Mr. Ficior died yesterday at Jilava prison hospital, according to Bianca Filote, spokeswoma­n for the government Institute for Investigat­ing the Crimes of Communism. The institute began to pursue Mr. Ficior and other former prison guards in 2013 in a bid to make them finally accountabl­e for wrongdoing during the communist era, handing over evidence to prosecutor­s.

Prison hospital spokeswoma­n Denisa Ene confirmed to The Associated Press that a prisoner, suffering various chronic medical conditions, had died, but declined to provide further details.

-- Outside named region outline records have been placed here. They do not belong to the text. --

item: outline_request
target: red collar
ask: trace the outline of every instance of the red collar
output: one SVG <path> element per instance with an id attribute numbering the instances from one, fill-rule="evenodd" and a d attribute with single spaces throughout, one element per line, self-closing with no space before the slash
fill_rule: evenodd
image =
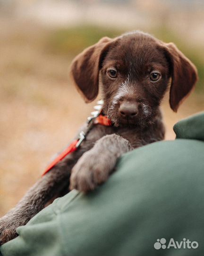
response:
<path id="1" fill-rule="evenodd" d="M 81 132 L 77 139 L 73 141 L 66 149 L 60 154 L 59 155 L 48 165 L 42 174 L 42 176 L 50 171 L 57 164 L 63 159 L 68 155 L 76 151 L 80 146 L 81 143 L 85 139 L 94 125 L 99 124 L 105 126 L 112 125 L 111 120 L 106 116 L 100 114 L 97 117 L 92 118 L 88 122 L 86 130 Z"/>

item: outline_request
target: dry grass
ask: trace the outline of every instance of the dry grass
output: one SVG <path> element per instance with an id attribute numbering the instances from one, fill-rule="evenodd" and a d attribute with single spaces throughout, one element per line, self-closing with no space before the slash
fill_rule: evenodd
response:
<path id="1" fill-rule="evenodd" d="M 0 20 L 0 26 L 2 215 L 74 136 L 94 103 L 85 105 L 70 82 L 68 70 L 73 53 L 52 50 L 55 46 L 48 43 L 54 35 L 51 30 L 5 20 Z M 176 121 L 203 109 L 203 97 L 192 95 L 175 114 L 167 96 L 163 104 L 167 139 L 174 138 L 172 128 Z"/>

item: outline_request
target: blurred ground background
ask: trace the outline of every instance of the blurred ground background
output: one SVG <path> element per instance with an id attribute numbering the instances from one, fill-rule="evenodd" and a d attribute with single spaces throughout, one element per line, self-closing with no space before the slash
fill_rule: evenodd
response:
<path id="1" fill-rule="evenodd" d="M 94 103 L 70 82 L 72 59 L 102 37 L 132 29 L 175 43 L 196 65 L 195 91 L 173 125 L 204 108 L 204 3 L 168 0 L 0 0 L 0 215 L 13 207 L 65 146 Z M 100 97 L 99 97 L 100 98 Z"/>

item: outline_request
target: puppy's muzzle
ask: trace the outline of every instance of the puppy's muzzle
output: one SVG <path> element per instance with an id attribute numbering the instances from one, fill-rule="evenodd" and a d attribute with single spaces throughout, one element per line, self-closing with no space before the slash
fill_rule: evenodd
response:
<path id="1" fill-rule="evenodd" d="M 137 115 L 139 105 L 136 102 L 124 101 L 119 108 L 120 116 L 127 119 L 135 118 Z"/>

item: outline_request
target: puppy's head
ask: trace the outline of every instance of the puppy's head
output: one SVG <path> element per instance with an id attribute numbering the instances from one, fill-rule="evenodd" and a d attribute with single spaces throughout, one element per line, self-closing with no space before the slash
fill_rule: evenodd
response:
<path id="1" fill-rule="evenodd" d="M 103 37 L 75 58 L 71 73 L 86 102 L 98 95 L 100 72 L 103 111 L 116 126 L 151 121 L 169 83 L 176 111 L 197 80 L 194 65 L 173 44 L 140 32 Z"/>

Mr. Ficior was serving a 20year sentence there for crimes against humanity. He was imprisoned in March 2017, but denied wrongdoing and said he was merely following orders.

But Andrei Muraru, who initiated the investigat­ion of Mr. Ficior, said he “showed a complete lack of mercy toward his victims, who endured prolonged suffering, were skeletal inmates, or defenseles­s elderly people,” he told the AP.

Mr. Ficior was commander at the Periprava labor camp from 1958 to 1963.

During his trial, former detainees accused him of beatings, a lack of food and medicine, overwork and unheated cells.

Romania had about 500,000 political prisoners under the Communist regime, about one-fifth of whom died while in detention, according to historians. Many were locked up for merely falling afoul of the communist regime.

A general amnesty was granted to political prisoners in 1964.